Upside-down text test failing incorrectly on Linux - Githubissues

andrewferrier / email2pdf

Script to convert emails to PDF from the command-line, as well as detach recognized attachments. Helps to process incoming emails and assist automatically with a non-paper paperwork workflow. Designed to work in tandem with getmail to convert forwarded emails to PDF automatically.

MIT License

69 stars 35 forks source link

Upside-down text test failing incorrectly on Linux #58

Open andrewferrier opened 9 years ago

andrewferrier commented 9 years ago

FAIL: test_plaincontent_upsidedown (tests.test_Subprocess_Basic.TestBasic)

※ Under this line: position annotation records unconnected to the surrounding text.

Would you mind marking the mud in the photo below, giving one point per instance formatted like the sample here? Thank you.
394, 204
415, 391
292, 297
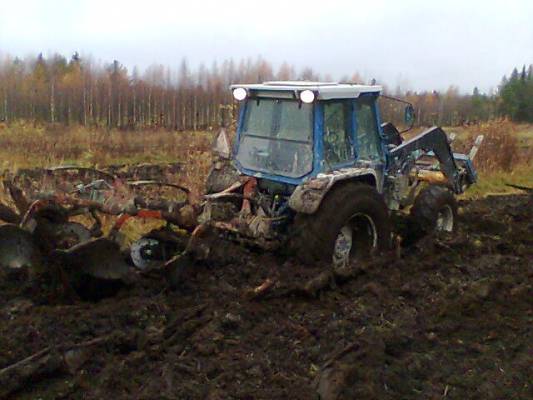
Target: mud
449, 318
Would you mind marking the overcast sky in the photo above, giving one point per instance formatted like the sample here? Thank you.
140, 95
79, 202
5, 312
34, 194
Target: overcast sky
416, 44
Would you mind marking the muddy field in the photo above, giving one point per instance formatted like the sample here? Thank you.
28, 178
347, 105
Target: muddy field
448, 318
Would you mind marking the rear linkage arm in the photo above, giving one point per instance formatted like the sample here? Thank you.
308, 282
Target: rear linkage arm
433, 139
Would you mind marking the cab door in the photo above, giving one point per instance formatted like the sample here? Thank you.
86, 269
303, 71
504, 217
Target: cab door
338, 134
367, 134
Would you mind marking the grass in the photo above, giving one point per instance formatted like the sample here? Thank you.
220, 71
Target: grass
496, 182
506, 155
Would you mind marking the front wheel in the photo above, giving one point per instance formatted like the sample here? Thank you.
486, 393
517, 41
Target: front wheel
352, 223
434, 210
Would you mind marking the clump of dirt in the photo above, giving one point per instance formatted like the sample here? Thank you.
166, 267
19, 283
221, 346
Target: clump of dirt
451, 317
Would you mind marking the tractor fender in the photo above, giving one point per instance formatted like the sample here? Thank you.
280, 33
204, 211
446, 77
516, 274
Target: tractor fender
307, 196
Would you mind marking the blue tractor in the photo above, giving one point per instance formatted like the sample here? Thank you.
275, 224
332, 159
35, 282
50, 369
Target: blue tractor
314, 169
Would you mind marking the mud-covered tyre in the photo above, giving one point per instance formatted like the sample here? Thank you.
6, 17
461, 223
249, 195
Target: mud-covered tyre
434, 209
352, 206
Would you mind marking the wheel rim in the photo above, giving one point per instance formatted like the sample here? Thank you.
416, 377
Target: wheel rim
147, 252
445, 220
355, 239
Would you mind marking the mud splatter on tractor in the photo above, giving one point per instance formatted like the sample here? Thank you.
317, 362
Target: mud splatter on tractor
313, 170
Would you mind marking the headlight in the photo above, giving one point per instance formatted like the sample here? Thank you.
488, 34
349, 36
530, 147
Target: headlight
239, 94
307, 96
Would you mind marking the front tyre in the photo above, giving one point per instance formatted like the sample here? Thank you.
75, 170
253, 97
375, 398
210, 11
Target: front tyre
435, 209
352, 223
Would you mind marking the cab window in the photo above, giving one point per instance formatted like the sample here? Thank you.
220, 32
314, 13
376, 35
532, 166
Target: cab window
338, 146
367, 132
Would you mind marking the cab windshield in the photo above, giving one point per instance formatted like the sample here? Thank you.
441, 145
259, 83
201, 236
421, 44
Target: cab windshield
276, 137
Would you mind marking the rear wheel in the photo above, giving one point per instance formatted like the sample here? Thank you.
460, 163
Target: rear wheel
352, 223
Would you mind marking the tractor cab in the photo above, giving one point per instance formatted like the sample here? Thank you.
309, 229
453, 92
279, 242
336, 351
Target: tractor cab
293, 131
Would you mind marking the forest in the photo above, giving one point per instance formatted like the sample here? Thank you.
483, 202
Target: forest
80, 91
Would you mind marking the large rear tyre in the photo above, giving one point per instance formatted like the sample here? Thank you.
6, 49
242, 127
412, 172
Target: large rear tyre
351, 223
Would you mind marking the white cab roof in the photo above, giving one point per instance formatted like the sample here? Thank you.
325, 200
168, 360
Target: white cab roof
324, 90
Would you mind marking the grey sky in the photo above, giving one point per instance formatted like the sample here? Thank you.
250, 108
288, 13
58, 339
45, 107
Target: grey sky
412, 43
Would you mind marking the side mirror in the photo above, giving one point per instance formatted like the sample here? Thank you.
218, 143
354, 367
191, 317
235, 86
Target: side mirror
221, 147
409, 115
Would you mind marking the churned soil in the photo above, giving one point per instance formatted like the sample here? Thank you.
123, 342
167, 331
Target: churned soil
450, 317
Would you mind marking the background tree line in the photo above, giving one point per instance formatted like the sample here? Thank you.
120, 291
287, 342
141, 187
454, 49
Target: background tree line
80, 91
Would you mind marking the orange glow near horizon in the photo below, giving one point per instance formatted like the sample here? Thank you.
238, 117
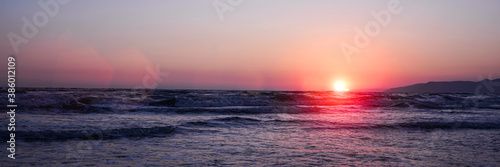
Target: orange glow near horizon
340, 86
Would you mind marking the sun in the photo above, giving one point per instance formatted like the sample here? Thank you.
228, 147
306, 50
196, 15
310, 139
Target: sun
340, 86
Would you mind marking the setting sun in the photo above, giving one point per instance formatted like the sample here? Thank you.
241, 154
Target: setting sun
340, 86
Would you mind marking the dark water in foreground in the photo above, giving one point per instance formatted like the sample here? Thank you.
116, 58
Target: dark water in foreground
119, 127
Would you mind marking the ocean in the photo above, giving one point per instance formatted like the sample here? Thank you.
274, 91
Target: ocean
136, 127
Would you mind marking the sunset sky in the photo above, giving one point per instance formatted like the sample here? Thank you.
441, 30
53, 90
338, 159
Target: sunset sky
259, 44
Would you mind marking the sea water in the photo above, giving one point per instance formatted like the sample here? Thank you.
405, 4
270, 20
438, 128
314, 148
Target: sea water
135, 127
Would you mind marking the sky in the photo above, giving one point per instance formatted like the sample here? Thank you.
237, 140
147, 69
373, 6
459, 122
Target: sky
257, 44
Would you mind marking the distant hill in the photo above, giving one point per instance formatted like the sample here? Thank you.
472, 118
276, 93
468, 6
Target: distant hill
483, 87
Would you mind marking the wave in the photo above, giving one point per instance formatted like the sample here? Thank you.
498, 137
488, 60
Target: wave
213, 125
91, 134
246, 102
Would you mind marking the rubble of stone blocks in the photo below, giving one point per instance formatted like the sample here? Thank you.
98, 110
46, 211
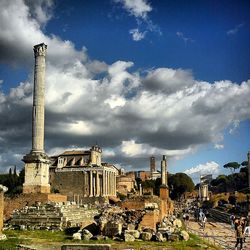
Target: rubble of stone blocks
100, 223
52, 216
124, 225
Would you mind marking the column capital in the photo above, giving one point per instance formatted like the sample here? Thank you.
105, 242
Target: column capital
40, 49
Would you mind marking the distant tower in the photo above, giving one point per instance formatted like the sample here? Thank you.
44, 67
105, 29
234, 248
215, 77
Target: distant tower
152, 164
248, 156
37, 162
164, 171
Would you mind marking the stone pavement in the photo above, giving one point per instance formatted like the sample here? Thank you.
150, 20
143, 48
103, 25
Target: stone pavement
217, 233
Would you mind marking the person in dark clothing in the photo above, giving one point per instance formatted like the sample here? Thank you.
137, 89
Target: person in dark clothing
239, 234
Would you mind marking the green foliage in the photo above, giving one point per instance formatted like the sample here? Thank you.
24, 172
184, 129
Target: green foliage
121, 196
13, 181
232, 165
138, 182
53, 240
180, 183
244, 163
232, 199
148, 184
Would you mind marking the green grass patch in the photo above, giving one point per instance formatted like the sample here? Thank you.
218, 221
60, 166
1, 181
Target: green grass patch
49, 238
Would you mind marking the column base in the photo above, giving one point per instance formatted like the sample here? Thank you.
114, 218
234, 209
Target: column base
28, 189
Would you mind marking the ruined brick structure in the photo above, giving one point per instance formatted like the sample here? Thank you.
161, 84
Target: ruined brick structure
82, 174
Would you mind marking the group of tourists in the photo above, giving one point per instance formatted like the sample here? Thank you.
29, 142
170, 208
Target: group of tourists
239, 224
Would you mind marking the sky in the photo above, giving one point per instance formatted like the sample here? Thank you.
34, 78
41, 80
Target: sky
138, 77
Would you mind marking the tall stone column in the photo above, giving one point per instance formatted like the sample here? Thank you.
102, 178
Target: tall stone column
163, 170
104, 183
37, 162
164, 187
97, 184
3, 189
90, 183
38, 99
248, 157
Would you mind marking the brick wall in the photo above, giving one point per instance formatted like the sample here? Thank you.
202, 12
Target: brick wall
69, 183
150, 219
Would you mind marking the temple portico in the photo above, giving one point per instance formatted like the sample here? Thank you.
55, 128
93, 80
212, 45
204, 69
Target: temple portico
82, 173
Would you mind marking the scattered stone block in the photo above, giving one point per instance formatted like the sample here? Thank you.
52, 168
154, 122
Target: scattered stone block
134, 233
146, 236
159, 237
77, 236
177, 223
86, 247
86, 235
184, 234
129, 238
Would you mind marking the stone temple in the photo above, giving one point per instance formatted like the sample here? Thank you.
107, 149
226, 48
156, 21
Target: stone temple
82, 174
72, 173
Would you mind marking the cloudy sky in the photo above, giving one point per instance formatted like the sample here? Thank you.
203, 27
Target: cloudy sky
139, 77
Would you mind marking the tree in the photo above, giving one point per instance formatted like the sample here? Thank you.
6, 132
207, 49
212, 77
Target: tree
244, 164
181, 183
232, 166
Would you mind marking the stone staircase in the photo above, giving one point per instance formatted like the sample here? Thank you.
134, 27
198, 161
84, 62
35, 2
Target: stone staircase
219, 215
53, 216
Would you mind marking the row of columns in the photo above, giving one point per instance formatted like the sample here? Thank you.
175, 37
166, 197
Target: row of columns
102, 183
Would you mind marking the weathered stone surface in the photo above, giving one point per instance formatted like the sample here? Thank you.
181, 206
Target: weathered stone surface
184, 235
3, 237
146, 236
173, 237
77, 236
113, 228
159, 237
86, 247
131, 226
177, 223
86, 235
128, 238
135, 233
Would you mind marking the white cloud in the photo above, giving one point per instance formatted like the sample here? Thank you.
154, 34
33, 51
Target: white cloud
137, 35
140, 10
203, 169
183, 37
137, 8
218, 146
234, 126
164, 111
235, 30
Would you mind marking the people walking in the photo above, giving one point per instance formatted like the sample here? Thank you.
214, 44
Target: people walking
239, 234
232, 219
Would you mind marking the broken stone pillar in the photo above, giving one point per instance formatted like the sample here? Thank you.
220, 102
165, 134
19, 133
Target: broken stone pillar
3, 189
37, 162
164, 170
248, 156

Traceback (most recent call last): File "/home/ferriera/gitco/github/email2pdf/tests/test_Subprocess_Basic.py", line 74, in test_plaincontent_upsidedown self.assertRegex(self.getPDFText(self.getTimedFilename()), "ɯɐɹƃoɹd ɟpdᄅlᴉɐɯǝ ǝɥʇ ɟo ʇsǝʇ ɐ sᴉ sᴉɥʇ ollǝH") AssertionError: Regex didn't match: 'ɯɐɹƃoɹd ɟpdᄅlᴉɐɯǝ ǝɥʇ ɟo ʇsǝʇ ɐ sᴉ sᴉɥʇ ollǝH' not found in 'ɯɐɹƃoɹd ɟpd lᴉɐɯǝ ǝɥʇ ɟo ʇsǝʇ ɐ sᴉ sᴉɥʇ ollǝH\n\n\x0c'

andrewferrier commented 9 years ago

Doesn't seem to work if you use /usr/local/bin/pdf2txt.py either; it may just be that pdfminer3k is broken in this respect. Worth trying pypdf2? http://stackoverflow.com/questions/15737806/extract-text-using-pdfminer-and-pypdf2-merges-columns (although that doesn't seem to extract any text at all).

andrewferrier commented 9 years ago

Fails on both portland and in Docker.

andrewferrier commented 9 years ago

Consider calling out to http://en.wikipedia.org/wiki/Pdftotext ? Is that supported on OS X?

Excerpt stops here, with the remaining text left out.